A man who telecom regulators say was apparently behind a barrage of racist robocalls in six states — sowing hate in response to the killing of an Iowa college student by an undocumented immigrant and a white supremacist’s murder trial in Virginia — is facing a proposed fine of nearly $13 million by the Federal Communications Commission.
The man, Scott D. Rhodes, who anti-hate groups say is a white supremacist and runs the website Road to Power, was “apparently” responsible for more than 6,000 robocalls in 2018 “with the intent to cause harm,” the F.C.C. said on Thursday.
The commission said that in addition to Iowa and Virginia, Mr. Rhodes targeted people in California, Georgia, Florida and Idaho with the robocalls.
The F.C.C. said it traced 827 spoofed robocalls that were made to residents in Brooklyn, Iowa, in August 2018 after the slaying of the University of Iowa student, Mollie Tibbetts, by an undocumented farmworker from Mexico. Ms. Tibbetts, whose murder has been invoked by President Trump in his push for a border wall, was from the small town.
The commission said Mr. Rhodes used an online calling platform to intentionally manipulate caller ID information to display local phone numbers as the source of the calls. That practice, known as neighbor spoofing, violates the Truth in Caller ID Act, the commission said.
“As if this tragedy were not enough, just two days after her funeral, Mollie’s family, friends, and the close-knit community of Brooklyn began to receive a barrage of spoofed robocalls,” Ajit Pai, the commission’s chairman, said in a statement on Thursday. “Preying on the tragedy, the calls contained inflammatory prerecorded messages and a woman’s voice apparently intended to impersonate Mollie Tibbetts saying ‘kill them all.’ ”
Mr. Pai said the caller had been referring to undocumented immigrants from Mexico.
Attempts on Thursday to reach Mr. Rhodes, who has used several aliases, were unsuccessful.
It was not immediately clear whether Mr. Rhodes will face criminal charges for the robocalls, which the commission said were all made in 2018. A spokesman for the commission said he could not comment about possible violations outside the agency’s jurisdiction.
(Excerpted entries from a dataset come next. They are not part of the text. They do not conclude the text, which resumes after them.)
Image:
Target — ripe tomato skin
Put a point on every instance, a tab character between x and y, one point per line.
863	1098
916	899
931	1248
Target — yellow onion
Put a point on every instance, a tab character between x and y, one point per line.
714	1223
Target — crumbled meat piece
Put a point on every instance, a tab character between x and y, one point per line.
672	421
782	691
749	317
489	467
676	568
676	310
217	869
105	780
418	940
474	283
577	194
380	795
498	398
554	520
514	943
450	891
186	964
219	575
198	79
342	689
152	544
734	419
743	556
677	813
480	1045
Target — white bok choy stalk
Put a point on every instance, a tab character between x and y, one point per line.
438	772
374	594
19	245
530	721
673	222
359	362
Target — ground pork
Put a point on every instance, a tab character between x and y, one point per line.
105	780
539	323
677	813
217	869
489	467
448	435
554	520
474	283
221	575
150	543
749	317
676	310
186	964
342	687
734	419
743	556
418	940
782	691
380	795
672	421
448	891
Mr. Rhodes has 30 days to respond to the commission’s findings before the agency votes on the proposed fine. If the fine is imposed and Mr. Rhodes cannot pay, the matter would be turned over to the Department of Justice for collection, the F.C.C. spokesman said.
The Justice Department declined to comment.
The Anti-Defamation League, which monitors hate groups, said Thursday that it was critical to hold bad actors accountable.
“It’s a great first step,” Oren Segal, the director of the organization’s Center for Extremism, said Thursday of the action taken against Mr. Rhodes. “Hopefully, the message is clear to extremists and bigots who want to use this technology in the future that there are consequences.”
The commission said that Mr. Rhodes made 2,023 robocalls in November and December 2018 to residents of Charlottesville, Va., blaming the mayor and police chief for the murder of Heather Heyer in August 2017. Ms. Heyer was killed when James Fields Jr., who had traveled to Virginia to participate in a white supremacist rally, steered his car into a crowd of peaceful demonstrators. Mr. Fields pleaded guilty to federal charges and was sentenced to life in prison.
The commission said Mr. Rhodes was also responsible for 766 robocalls in October 2018 targeting Andrew Gillum, who was the first black nominee for Florida governor from a major party.
In the audio of one of the robocalls obtained by The New York Times, a man pretending to be Mr. Gillum could be heard talking in the exaggerated accent of a minstrel performer. “Well hello there,” it begins, “I is Andrew Gillum.” He then spoke for a little over a minute about mud huts and unfair policing practices, and asked repeatedly for the listener’s vote. In the background were the sounds of drums and monkeys.
The F.C.C. spokesman declined to comment about the robocalls that Road to Power took credit for in December in New York, which were condemned by Columbia University officials.
Sergeant Jessica McRorie, a New York Police Department spokeswoman, said Thursday evening that the case was still under investigation.
“There is no place for hate or intolerance in New York City, or anywhere,” she said. “The N.Y.P.D.’s Racial and Ethnic Motivated Extremism unit is aware of this incident and looking into the matter.”